One after another, cameras catch red light runners in St. Petersburg.
"If they do this type of driving and they get away with it time after time after time there is not a tendency for them to improve their driving," said St.Petersburg Police spokesman Mike Puetz.
The videos make the veteran cop cringe.
"Sooner or later, that can result in a very serious accident," he said.
Each week, police release videos of the worst of the red light camera runners. Their hope? To get people to pay attention.
The videos caught Ron Fulton's attention and he doesn't like what he sees.
"There has got to be a better way than invading privacy. To me, that is what it is," he said.

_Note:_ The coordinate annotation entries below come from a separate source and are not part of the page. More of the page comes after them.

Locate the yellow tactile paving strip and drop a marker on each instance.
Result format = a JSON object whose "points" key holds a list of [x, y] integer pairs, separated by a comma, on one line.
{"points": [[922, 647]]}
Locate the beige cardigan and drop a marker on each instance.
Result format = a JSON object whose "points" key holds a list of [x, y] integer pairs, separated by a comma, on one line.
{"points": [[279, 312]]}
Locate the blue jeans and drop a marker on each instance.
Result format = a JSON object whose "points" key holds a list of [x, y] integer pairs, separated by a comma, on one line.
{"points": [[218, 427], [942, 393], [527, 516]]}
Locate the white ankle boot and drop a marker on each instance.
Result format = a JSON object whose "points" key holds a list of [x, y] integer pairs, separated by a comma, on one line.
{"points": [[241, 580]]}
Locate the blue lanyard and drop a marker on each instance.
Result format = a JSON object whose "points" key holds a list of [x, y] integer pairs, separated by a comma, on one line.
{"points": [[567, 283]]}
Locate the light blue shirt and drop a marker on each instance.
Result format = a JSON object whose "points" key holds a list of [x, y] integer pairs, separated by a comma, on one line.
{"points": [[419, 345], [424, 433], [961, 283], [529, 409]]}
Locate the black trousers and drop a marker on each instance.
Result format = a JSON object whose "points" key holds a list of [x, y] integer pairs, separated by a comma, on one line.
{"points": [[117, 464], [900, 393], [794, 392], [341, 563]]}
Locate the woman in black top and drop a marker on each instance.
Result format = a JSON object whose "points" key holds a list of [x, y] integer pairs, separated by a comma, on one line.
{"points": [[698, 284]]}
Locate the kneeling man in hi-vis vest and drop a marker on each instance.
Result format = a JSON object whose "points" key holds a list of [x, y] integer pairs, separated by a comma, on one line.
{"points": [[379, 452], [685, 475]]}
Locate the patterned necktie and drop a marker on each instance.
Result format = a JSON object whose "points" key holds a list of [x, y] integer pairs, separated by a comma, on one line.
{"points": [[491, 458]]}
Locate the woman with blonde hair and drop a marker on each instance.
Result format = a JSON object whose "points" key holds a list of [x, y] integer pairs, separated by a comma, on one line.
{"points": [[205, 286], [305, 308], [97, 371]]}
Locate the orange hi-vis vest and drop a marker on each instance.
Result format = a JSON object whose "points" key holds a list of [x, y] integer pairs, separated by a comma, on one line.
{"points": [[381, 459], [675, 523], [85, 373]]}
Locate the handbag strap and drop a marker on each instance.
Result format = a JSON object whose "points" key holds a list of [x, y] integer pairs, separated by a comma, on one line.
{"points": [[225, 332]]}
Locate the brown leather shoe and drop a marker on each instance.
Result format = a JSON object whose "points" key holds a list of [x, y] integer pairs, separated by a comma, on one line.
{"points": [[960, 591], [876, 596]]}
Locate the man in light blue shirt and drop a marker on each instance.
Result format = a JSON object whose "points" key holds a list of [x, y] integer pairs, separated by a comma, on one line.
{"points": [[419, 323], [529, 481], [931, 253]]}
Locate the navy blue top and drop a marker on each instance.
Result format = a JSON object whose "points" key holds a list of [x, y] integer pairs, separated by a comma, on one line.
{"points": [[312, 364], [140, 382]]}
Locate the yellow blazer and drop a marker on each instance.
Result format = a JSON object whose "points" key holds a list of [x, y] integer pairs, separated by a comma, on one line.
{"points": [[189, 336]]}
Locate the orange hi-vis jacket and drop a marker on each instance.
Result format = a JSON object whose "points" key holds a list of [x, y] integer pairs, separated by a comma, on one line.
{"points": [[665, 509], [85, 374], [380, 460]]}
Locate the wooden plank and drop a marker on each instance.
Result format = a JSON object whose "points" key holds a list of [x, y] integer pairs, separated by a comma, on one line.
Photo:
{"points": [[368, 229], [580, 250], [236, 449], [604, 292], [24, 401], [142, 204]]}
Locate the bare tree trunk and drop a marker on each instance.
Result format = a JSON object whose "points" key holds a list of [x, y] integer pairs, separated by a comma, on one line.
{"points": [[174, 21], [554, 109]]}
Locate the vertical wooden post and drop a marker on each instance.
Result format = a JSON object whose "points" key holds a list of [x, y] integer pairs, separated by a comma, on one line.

Fulton got a ticket and while he will acknowledge the close calls, he is worried about the invasion of privacy.
We showed Julianna Bertrand the same video. At first, she too was opposed to cameras.
"It is a tough, tough decision," she said.
But after watching even more close calls, she sort of changed her mind.
"After I saw that, I definitely think they should be in some areas with more traffic," she said.
Police said they are working. In the past year, red light camera tickets have dropped by 29 percent.
They say it isn't about the money.
"It is designed to save lives," Puetz said.
And he said to make the roads safer for the rest of us.
"It is always just a little satisfaction a little bit of justice to see somebody get captured and caught and have to pay some penalty as a result," he said.